Nevertheless, with minimal regard to legalities, the avenging U.S. feds have taken pretty much everything from Kim, and done everything they can to close off sources of funds -- including funds totally unrelated to Megaupload -- to prevent him from mounting any kind of defense against their efforts to silence him. He also believes that the breakup of his marriage is a direct result of the traumatic way his business was terminated.

Am I the only one who is utterly charmed by Kim? I feel like he's my new best friend, or at least I wish he were. His English, despite the unmistakable German accent, is effortlessly idiomatic, and he sure sounds like he has nothing to hide.

This is a long clip, but you should be able to pause it by clicking on it, then reclicking to restart.
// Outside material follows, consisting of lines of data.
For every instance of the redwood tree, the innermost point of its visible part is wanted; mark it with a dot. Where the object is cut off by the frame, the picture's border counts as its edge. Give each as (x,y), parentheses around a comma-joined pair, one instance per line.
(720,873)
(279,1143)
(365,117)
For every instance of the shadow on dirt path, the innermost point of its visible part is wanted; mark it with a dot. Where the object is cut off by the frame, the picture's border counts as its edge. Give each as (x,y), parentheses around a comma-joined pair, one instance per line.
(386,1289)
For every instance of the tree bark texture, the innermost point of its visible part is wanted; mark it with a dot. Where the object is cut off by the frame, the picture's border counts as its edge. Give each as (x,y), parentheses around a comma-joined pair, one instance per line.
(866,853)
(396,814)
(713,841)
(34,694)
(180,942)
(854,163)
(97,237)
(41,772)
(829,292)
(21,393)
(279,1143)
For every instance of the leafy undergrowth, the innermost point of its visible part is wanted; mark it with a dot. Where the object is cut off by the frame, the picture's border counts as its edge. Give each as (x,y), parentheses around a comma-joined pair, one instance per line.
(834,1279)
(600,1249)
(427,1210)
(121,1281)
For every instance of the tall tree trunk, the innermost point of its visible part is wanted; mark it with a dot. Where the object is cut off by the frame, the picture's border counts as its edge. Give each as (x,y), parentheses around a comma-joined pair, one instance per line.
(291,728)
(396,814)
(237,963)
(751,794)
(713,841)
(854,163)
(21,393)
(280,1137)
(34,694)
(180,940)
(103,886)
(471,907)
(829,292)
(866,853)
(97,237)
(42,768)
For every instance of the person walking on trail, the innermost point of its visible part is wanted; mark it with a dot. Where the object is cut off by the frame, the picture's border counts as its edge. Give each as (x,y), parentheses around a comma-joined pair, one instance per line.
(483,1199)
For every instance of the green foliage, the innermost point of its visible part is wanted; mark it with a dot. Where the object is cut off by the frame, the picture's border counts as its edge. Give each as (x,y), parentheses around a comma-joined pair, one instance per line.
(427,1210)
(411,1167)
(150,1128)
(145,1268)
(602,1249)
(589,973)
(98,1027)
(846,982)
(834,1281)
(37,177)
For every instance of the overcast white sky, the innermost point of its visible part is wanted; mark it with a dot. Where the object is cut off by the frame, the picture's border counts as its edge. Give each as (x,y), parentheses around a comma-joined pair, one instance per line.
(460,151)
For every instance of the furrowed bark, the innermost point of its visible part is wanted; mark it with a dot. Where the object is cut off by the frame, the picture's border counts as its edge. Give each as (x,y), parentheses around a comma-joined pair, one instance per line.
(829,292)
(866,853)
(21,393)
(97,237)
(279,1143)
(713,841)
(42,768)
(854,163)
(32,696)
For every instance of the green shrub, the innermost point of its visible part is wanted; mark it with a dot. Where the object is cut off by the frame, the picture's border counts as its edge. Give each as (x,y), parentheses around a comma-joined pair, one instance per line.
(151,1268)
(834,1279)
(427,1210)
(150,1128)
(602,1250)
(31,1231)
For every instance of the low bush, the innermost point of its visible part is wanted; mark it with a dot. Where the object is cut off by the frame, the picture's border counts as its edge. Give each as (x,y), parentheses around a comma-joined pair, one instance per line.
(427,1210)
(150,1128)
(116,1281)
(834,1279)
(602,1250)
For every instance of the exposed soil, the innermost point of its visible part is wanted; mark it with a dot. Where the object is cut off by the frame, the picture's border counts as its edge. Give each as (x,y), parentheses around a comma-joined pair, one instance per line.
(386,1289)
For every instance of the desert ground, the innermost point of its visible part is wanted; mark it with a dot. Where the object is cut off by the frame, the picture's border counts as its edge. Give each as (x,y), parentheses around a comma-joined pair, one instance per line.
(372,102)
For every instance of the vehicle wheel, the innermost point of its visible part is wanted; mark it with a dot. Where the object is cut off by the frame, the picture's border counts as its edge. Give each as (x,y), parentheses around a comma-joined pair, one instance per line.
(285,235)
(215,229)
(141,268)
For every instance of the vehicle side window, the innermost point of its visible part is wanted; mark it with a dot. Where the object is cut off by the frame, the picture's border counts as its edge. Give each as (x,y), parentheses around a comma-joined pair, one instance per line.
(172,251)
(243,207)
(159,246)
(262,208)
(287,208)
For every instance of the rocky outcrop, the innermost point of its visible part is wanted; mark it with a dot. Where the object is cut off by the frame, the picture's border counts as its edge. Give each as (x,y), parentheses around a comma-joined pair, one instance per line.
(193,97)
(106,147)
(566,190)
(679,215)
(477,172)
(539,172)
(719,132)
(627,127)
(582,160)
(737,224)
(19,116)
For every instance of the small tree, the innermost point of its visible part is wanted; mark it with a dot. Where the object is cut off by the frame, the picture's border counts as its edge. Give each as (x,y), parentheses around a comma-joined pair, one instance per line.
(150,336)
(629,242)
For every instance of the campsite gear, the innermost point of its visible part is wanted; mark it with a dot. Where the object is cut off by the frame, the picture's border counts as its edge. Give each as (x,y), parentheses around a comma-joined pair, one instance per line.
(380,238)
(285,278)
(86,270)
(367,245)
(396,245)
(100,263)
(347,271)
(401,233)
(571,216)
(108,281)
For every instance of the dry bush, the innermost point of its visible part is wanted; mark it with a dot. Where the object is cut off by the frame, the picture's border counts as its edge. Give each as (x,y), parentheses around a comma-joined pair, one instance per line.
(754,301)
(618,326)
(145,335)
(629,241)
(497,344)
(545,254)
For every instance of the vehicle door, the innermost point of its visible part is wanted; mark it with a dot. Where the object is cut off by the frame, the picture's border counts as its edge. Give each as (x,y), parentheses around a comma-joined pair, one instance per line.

"Larry David on writing Curb Your Enthusiasm and why he doesn't understand 'squirmish' people"


Meanwhile Larry David, in conversation with New Yorker editor David Remnick, is, well, Larry David.

And then there's Larry David. I love Larry David, and New Yorker editor David Remnick is a splendid audience. Could anybody but Larry be so upset to discover that a surprising number of Curb Your Enthusiasm viewers were made squeamish by portions of episodes? Larry says it never occurred to him that anything he writes could make people uncomfortable. Offended, sure. In Larry's mind that's pretty much a given. (In the clip we can see how pleased with himself he is even now by making the connection between "survivor" as in CBS's fake-survivalist series and "survivors" as in concentration-camp survivors, and I"m guessing there are still a lot of people who are just as offended as they were when the episode in question aired. So viwers who are offended, of course. But viewers who are made uncomfortable? This seems to make Larry feel really bad.